The vocabulary is political

Remember when the (GW) Bush administration decided that torture should be called “enhanced interrogation techniques,” and then the New York Times, like all other American news sources, started to call torture “enhanced interrogation techniques,” and people wrote angry letters to the public editor, and the public editor eventually wrote that if the White House decides that torture should not be called torture then calling torture torture is a political issues on which reporters should not take sides?

And Paul Krugman wrote a column in which he said that if the Bush administration declared that the Earth is flat, then the New York Times would have an article headlined “Roundness of Earth disputed,” in which it would make sure to have quotes both from round-Earther and flat-Earther?

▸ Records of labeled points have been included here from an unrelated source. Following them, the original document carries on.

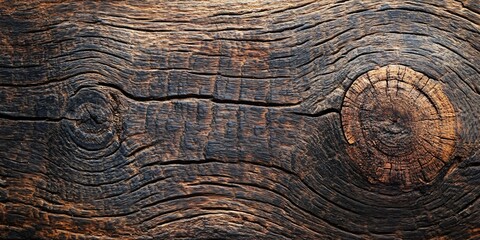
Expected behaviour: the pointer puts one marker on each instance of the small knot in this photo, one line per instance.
(399, 124)
(91, 119)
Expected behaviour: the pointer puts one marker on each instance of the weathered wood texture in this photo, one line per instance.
(223, 119)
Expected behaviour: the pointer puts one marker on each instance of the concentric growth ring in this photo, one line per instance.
(399, 124)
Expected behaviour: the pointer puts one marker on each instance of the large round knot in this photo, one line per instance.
(92, 120)
(399, 124)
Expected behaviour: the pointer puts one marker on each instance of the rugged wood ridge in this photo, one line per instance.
(223, 119)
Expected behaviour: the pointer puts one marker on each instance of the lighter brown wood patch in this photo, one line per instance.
(399, 124)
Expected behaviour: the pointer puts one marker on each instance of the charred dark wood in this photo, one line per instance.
(235, 119)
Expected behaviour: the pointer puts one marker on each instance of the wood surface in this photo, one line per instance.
(240, 119)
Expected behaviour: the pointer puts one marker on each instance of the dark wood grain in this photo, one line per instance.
(230, 119)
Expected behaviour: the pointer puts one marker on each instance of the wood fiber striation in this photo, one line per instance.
(401, 125)
(239, 119)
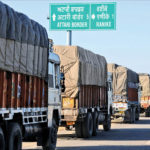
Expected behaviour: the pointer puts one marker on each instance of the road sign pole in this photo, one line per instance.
(69, 37)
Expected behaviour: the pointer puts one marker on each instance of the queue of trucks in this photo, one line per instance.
(44, 86)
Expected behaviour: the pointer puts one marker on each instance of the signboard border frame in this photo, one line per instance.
(113, 29)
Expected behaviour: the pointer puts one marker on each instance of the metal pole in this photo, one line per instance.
(69, 37)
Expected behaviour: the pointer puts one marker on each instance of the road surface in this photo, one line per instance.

Part of the reason for all this, as explained in this very good article in The Atlantic, is that political reporters (as opposed to political opinion writers) need access, that is, they need White House officials to talk to them, whether on the record or off the record. The ability to withhold access gives administration officials great leverage.

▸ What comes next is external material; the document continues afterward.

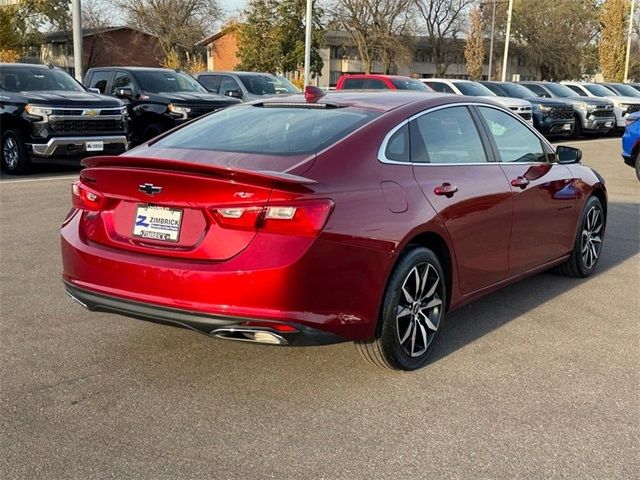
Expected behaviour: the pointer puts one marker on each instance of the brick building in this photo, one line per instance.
(339, 57)
(112, 46)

And so Myron Ebell, who works in a think-tank financed by the coal industry, and according to whom climate change is a vast conspiracy perpetrated by left-wing scientists, some of which scientists he has personally attacked, and who is being considered to lead the EPA, is now a climate contrarian, according to the New York Times.

Maybe soon enough, outside the opinion page, the New York Times will start calling racism “race realism.”

One thought on “The vocabulary is political

  1. Those of us who were around longer, recall a Pentagon spokesman answering the question whether the use of tactical nuclear weapons in a European was would also kill friendly troops, replying that “a certain measure of troop deterioration would indeed accompany such use.”